Showing $1$-reducibility of $\overline{\text{HALT}'}$ to index set

Question

Note: overline denotes complement

I am trying to show that $\overline{\text{HALT}'}\leq_1 \{i\colon\Phi_i=\Phi_e\}:= A$ for some fixed $e$ but I am misunderstanding the problem or method and can't figure out where I'm going wrong. I am using the construction of the proof of Rice's theorem to prove this and I thus do the following:

Let $e_0\colon \Phi_{e_0}\uparrow$. We thus have that, as long as $\Phi_e\downarrow$, $e_0\in\overline{A}$. Now choose $e_1\in A$ and define $s$ such that $$ \Phi_{s(x)}(y) = \begin{cases} \Phi_{e_1}(y),& \text{if } x \in \text{HALT},\\ \text{undefined},& \text{if } x\not\in \text{HALT} \end{cases} $$ we thus get that $x\in\text{HALT}\implies s(x)\in A$ while $x\not\in\text{HALT}\implies s(x)\in\overline{A}$ and it follows that $\text{HALT}\leq_1 A$ and $\overline{\text{HALT}}\leq_1\overline{A}$.

This is, however, the opposite of what I want but I can't seem to see where I'm going wrong? Any help would be greatly appreciated!

Answer 1

Let $e$ be and index for the constant 0 function.

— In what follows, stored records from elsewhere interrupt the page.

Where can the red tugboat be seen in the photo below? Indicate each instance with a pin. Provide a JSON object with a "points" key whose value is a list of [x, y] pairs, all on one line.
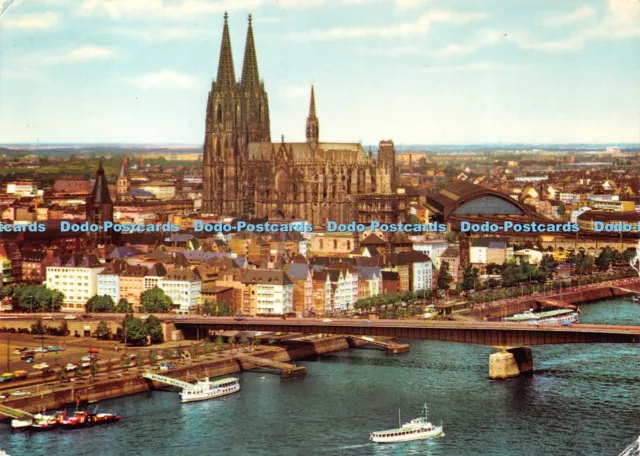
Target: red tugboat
{"points": [[79, 420], [84, 419]]}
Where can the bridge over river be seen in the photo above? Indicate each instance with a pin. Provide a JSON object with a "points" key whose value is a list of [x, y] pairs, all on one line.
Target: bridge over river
{"points": [[512, 339]]}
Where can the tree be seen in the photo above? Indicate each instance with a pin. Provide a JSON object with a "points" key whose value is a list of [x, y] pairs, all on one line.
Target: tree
{"points": [[155, 300], [124, 306], [135, 330], [444, 278], [548, 265], [581, 263], [605, 259], [219, 344], [103, 331], [38, 328], [562, 210], [469, 278], [154, 329]]}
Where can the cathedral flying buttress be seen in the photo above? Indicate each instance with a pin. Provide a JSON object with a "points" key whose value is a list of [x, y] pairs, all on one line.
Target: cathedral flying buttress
{"points": [[247, 174]]}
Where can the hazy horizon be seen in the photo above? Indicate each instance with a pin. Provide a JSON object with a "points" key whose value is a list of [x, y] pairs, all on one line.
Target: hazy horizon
{"points": [[418, 71]]}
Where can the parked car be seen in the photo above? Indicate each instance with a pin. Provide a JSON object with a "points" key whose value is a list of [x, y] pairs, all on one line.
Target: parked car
{"points": [[20, 393], [20, 374], [164, 367]]}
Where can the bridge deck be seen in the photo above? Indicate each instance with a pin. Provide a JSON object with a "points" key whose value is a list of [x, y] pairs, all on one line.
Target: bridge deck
{"points": [[474, 332], [266, 362]]}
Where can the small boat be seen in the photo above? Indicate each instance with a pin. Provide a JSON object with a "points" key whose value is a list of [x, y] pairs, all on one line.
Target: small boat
{"points": [[417, 429], [206, 389], [85, 419]]}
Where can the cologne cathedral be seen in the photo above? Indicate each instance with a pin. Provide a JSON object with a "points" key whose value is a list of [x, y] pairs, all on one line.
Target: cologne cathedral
{"points": [[245, 174]]}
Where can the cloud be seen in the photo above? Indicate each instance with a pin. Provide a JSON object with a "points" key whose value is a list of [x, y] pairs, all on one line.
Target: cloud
{"points": [[473, 66], [570, 18], [164, 33], [165, 9], [83, 53], [30, 21], [420, 26], [166, 79], [294, 91]]}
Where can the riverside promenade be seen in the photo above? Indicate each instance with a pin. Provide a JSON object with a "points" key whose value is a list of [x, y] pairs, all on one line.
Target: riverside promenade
{"points": [[126, 381]]}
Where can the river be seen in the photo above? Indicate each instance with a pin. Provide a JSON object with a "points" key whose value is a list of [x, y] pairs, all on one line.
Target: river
{"points": [[582, 400]]}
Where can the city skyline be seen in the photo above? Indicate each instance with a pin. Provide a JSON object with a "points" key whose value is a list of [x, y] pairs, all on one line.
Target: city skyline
{"points": [[415, 71]]}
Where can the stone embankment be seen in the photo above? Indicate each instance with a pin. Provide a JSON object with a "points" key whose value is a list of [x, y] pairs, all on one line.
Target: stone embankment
{"points": [[131, 382]]}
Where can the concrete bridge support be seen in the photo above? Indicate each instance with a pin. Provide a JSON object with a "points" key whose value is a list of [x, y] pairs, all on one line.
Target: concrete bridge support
{"points": [[510, 362]]}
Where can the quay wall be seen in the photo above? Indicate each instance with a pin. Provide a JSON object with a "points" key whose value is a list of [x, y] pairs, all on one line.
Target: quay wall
{"points": [[131, 382]]}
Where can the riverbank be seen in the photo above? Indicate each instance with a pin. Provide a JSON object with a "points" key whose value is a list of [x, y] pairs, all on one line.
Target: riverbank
{"points": [[131, 381]]}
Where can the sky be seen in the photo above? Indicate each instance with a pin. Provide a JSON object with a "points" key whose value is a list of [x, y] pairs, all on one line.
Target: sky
{"points": [[415, 71]]}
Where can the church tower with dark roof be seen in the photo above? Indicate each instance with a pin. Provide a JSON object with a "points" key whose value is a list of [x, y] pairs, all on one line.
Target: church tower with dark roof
{"points": [[99, 208], [123, 182], [313, 124], [237, 114]]}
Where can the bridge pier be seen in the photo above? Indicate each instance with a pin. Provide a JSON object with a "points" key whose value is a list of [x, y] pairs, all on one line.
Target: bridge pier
{"points": [[510, 363]]}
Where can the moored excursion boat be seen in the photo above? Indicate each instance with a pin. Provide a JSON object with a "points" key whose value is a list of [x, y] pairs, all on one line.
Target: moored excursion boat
{"points": [[417, 429], [206, 389], [61, 420], [559, 316]]}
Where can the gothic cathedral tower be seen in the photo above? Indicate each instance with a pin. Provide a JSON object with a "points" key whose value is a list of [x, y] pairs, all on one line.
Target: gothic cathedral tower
{"points": [[237, 114], [313, 124]]}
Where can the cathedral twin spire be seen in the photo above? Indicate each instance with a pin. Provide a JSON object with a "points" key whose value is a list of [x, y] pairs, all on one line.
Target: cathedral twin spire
{"points": [[313, 125], [226, 73]]}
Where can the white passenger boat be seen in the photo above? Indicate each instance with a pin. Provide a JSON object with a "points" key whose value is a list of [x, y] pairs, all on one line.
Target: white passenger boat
{"points": [[559, 316], [207, 389], [417, 429]]}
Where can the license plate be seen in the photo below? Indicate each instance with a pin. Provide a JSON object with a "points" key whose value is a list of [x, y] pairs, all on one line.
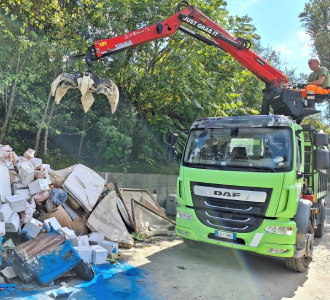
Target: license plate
{"points": [[226, 235]]}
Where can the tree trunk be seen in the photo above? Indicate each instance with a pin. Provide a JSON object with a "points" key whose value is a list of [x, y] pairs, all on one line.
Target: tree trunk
{"points": [[82, 136], [36, 144], [47, 129], [12, 96]]}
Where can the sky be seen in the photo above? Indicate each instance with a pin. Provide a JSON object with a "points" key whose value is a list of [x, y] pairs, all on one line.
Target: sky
{"points": [[278, 25]]}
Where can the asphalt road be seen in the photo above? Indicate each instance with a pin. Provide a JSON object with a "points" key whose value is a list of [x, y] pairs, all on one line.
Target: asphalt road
{"points": [[165, 268], [175, 271]]}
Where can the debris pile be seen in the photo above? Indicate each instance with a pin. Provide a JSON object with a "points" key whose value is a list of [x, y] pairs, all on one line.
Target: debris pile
{"points": [[55, 221]]}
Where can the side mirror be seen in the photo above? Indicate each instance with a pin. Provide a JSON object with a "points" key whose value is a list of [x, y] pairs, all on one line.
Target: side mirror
{"points": [[300, 175], [172, 139], [170, 153], [321, 159], [321, 139]]}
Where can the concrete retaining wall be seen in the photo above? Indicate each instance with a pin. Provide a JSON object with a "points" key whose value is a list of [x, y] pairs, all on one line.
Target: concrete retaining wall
{"points": [[164, 185]]}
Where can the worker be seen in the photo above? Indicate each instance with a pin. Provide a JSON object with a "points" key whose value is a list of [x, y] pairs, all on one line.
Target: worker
{"points": [[317, 83]]}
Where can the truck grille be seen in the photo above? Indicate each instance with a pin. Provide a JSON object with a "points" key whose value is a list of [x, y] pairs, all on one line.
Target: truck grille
{"points": [[230, 215]]}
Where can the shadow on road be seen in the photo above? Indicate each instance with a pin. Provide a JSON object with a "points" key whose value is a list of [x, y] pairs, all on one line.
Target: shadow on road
{"points": [[213, 272]]}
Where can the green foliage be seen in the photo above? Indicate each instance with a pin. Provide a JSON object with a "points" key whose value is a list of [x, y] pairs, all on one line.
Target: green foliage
{"points": [[164, 85], [315, 19]]}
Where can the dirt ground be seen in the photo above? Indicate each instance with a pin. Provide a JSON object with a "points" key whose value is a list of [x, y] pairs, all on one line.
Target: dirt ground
{"points": [[213, 272]]}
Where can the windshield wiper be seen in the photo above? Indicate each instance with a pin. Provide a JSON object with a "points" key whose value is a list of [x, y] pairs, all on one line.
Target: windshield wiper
{"points": [[195, 165], [260, 169]]}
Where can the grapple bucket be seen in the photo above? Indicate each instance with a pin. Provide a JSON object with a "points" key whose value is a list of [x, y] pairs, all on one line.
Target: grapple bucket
{"points": [[289, 103], [87, 84]]}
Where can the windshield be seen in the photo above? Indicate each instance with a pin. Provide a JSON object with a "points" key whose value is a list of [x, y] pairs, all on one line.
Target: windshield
{"points": [[259, 149]]}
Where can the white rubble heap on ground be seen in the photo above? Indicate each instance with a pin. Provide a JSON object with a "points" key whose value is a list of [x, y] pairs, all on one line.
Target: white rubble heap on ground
{"points": [[75, 202]]}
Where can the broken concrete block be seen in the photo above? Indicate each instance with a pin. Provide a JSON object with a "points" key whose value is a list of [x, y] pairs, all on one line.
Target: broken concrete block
{"points": [[37, 162], [45, 167], [17, 203], [37, 186], [85, 252], [40, 175], [42, 196], [29, 154], [5, 212], [5, 189], [2, 228], [72, 203], [83, 240], [74, 241], [9, 272], [26, 172], [68, 233], [85, 186], [45, 258], [95, 238], [99, 255], [32, 228], [6, 148], [17, 186], [111, 247], [27, 216], [53, 221], [13, 176], [13, 223], [24, 193]]}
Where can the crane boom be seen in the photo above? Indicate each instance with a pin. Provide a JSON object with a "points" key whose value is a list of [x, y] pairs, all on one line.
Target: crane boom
{"points": [[283, 101]]}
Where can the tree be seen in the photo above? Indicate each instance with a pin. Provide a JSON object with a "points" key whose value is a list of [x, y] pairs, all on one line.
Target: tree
{"points": [[316, 19]]}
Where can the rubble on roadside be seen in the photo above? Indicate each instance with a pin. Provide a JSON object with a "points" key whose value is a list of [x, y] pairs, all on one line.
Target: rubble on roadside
{"points": [[56, 221]]}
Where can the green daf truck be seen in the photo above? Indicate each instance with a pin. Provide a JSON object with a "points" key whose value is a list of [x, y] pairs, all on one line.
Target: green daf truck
{"points": [[254, 183]]}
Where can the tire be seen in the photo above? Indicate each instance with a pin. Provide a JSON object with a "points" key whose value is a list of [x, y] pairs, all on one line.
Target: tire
{"points": [[84, 271], [320, 227], [300, 264], [191, 243]]}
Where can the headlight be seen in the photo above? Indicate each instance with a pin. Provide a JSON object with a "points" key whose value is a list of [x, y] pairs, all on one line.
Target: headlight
{"points": [[183, 232], [278, 251], [279, 230], [183, 215]]}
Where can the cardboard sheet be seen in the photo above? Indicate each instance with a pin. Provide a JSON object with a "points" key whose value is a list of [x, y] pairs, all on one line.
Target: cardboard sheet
{"points": [[85, 186], [107, 220]]}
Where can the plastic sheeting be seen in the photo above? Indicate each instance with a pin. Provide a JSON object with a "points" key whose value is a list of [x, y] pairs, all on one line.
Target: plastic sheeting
{"points": [[148, 222], [106, 219], [5, 189], [85, 186]]}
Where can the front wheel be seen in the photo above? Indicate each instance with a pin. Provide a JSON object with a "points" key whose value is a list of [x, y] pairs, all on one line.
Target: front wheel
{"points": [[190, 243], [320, 227], [300, 264]]}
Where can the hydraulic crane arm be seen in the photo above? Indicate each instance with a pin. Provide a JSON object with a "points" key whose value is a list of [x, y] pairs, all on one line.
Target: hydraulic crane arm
{"points": [[282, 101], [238, 48]]}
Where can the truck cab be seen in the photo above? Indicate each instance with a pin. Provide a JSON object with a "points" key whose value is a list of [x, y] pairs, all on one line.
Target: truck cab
{"points": [[254, 183]]}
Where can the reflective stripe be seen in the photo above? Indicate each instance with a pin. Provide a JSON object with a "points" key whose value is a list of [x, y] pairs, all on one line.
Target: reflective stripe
{"points": [[256, 240]]}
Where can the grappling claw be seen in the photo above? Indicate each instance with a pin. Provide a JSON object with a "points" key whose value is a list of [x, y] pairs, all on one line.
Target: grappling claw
{"points": [[87, 84]]}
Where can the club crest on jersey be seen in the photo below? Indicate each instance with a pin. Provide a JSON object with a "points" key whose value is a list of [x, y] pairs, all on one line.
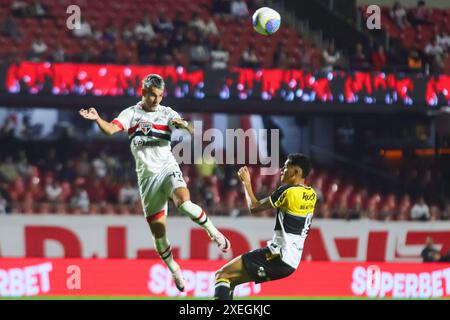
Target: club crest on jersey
{"points": [[145, 126]]}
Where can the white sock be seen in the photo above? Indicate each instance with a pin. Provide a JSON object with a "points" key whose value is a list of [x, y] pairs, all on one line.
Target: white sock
{"points": [[165, 252], [199, 216]]}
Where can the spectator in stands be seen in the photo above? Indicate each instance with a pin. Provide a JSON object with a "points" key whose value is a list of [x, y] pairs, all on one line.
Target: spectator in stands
{"points": [[128, 194], [24, 168], [197, 23], [37, 9], [435, 213], [3, 205], [144, 49], [379, 59], [445, 258], [253, 5], [429, 252], [415, 62], [280, 57], [97, 33], [435, 55], [59, 55], [38, 49], [219, 57], [211, 27], [420, 15], [80, 199], [5, 199], [178, 21], [359, 60], [111, 32], [84, 29], [127, 31], [249, 59], [9, 28], [8, 130], [443, 39], [83, 168], [8, 170], [19, 8], [163, 24], [144, 28], [221, 7], [53, 192], [108, 54], [398, 15], [420, 210], [239, 8], [199, 54], [331, 58]]}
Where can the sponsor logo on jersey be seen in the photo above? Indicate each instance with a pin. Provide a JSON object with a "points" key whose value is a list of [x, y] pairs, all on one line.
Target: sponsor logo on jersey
{"points": [[145, 126]]}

Then consider $s$ such that

$$ \varphi_{s(x)}(y) = \begin{cases} 0 & \mbox{ if }\varphi_x(x) \mbox{ does not halt within $y$ steps} \\ 1 & \mbox{otherwise} \end{cases} $$

Then $\varphi_{s(x)} = \varphi_e$ if and only if $x \not\in HALT$ (assuming HALT was the diagonal halting problem).

The function $s$ can be choosed to be monotonic (use pumping), hence it is one-to-one.